高载多肽纳米复合载体的超快速联动制备

Encapsulation of water-soluble peptides into nanoparticles remains a tremendous challenge from both theory and application perspectives. In this project, we propose the super-fast and sequential desolvent-precipitation flow technique based on microfluidics. This proposed technique can fulfill nanoprecipitation of therapeutic peptides in polymer carrier to achieve ultra-high drug loading. The most prominent feature of such strategy is the superfast formation of nanocomposites with high mass fraction of peptides. Specifically, the pure peptides precipitated in the first step form nanoparticles. In extremely short time intervals, these peptide nanoparticles are supposed to be directly encapsulated in polymer matrix by microfluidic nanoprecipiation. The precipitation of peptide themselves in anti-solvent instantaneously occur, which exponentialy confine the contact of drug with anti-solvent. As a result, the native secondary structure and biological activity of peptides can be conserved in a large extent. In addition, no intermediate purification is needed, and the freshly formed peptide nanoparticles can be directly encapsulated, which can significantly enhance the production efficiency. The size of nanocomposites and the shell thickness are tunable by adjust the microfluidic operation parameters. Under optimal condition, nanocomposites are ultrahigh throughput produced. Thereafter, the drug release profile of nanocomposites and in vivo potency and pharmacokinetics are also performed. To pave the way for applicability and generality of this approach in core/shell structure nanocomposites preparation, we conduct computational fluid dynamics simulation to identify the key factors which are determinant to the peptide nanoprecipitation and encapsulation.

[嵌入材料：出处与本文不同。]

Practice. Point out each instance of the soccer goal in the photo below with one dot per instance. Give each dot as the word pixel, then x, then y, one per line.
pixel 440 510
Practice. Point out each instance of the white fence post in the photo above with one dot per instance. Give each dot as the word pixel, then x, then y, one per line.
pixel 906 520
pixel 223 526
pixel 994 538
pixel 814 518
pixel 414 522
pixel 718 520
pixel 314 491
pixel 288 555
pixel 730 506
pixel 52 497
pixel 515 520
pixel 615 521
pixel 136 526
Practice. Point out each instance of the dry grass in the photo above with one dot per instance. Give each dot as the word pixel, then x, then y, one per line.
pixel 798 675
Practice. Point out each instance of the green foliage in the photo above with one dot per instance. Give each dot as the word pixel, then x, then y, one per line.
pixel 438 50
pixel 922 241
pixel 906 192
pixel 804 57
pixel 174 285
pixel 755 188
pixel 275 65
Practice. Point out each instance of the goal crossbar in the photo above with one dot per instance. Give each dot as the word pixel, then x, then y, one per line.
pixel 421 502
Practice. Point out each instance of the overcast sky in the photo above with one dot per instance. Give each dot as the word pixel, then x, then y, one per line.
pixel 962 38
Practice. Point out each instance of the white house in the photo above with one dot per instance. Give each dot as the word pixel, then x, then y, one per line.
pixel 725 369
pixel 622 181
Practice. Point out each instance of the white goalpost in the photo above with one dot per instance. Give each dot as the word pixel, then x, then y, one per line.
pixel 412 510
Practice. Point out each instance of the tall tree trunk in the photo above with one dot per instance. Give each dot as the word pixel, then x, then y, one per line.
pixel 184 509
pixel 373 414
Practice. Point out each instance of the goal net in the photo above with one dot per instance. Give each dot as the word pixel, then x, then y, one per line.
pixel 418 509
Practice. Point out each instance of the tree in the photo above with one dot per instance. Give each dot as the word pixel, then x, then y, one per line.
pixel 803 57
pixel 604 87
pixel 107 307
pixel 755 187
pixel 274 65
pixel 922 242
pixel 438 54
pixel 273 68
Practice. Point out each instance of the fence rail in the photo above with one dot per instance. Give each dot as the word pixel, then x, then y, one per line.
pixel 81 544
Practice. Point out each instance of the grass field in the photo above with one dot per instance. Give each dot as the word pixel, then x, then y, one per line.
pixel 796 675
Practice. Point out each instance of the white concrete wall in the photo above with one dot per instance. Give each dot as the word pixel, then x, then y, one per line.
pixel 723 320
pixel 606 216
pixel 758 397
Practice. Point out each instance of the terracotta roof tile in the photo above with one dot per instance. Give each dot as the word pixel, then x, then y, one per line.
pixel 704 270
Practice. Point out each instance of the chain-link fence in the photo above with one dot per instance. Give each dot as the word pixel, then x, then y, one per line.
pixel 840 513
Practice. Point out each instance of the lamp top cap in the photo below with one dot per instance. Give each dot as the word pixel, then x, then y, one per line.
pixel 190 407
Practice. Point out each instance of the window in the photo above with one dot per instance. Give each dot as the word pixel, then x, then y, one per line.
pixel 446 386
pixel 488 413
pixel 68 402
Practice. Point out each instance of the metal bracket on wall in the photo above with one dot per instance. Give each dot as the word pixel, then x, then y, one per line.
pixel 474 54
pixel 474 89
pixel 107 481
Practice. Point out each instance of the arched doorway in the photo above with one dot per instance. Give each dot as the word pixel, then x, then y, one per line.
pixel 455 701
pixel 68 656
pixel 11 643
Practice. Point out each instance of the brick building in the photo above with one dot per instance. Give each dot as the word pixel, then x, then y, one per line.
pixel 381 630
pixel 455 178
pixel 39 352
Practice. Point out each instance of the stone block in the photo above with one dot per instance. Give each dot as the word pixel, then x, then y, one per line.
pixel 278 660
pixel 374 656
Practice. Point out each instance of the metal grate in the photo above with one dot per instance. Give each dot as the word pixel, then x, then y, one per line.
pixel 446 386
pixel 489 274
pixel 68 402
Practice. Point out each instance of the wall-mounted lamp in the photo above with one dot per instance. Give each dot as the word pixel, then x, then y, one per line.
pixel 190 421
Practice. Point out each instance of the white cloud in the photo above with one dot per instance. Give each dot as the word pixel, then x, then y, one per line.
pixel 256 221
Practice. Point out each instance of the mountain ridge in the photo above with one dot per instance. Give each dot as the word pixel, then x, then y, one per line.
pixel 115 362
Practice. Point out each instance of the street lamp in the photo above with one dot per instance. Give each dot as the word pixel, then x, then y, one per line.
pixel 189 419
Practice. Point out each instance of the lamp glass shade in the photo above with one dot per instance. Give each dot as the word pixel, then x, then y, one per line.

制备高效包载水溶性多肽类药物的纳米递送系统，在理论和实践上都面临巨大挑战。本项目提出一种基于微流控的超快速脱溶剂和包衣联动技术，期望实现多肽类药物的超高载药。该技术的最大特点在于高载多肽纳米复合载体的超快速连续制备。首先，多肽类药物瞬间析出形成粒径均一纳米粒后，于极短时间内进行微流控包衣，大幅降低多肽类药物与有机溶剂的接触时间，最大限度保持多肽类药物的活性和结构。其次，联动生产避免多肽类药物纳米粒的纯化和浓缩，直接高效包衣多肽纳米粒，大幅提高包载多肽纳米复合载体的制备效率。本项目拟通过微流控参数调节，优化纳米复合载体的粒径、聚合物外壳的厚度等理化特性，评价相关处方的药物体外释放速率、及体内药效和药代动力学性质；并结合计算流体力学模拟，揭示影响纳米粒聚合物包裹过程中的决定因素，阐明纳米复合载体的形成机理和规律，从理论上指导包载水溶性多肽纳米载体的制备。

多肽分子与聚合物材料间较低的相容性限制了聚合物微球、纳米粒、胶束等微粒对该类药物的包载效率。此外，传统方法所制备微粒的重现性较差，不同批次间微粒的粒径、载药量、药物释放等存在较大差异，导致工业生产困难。本研究提出并验证“表面伪装”假说，用于指导多肽类药物的高效包载。该假说将多肽药物分子转化为胶体颗粒，利用聚合物的吸附实现胶体颗粒表面的亲油性伪装，改善多肽类药物与聚合物基质间的相容性，使得胶体颗粒稳定分散在油相中，抑制药物从油相到水相的扩散，实现多肽蛋白类药物的高效包载。为避免批次间差异，本项目采用快速沉淀和乳化联动的连续流技术，分别用于制备多肽胶体颗粒和包裹药物胶体颗粒的乳滴，并将其迅速固化形成微粒。连续化制备可以减少多肽类药物胶体颗粒的纯化和浓缩步骤，提高制备效率，减少制备过程的人为操作，为基于连续流的微粒制剂工业化生产提供指导。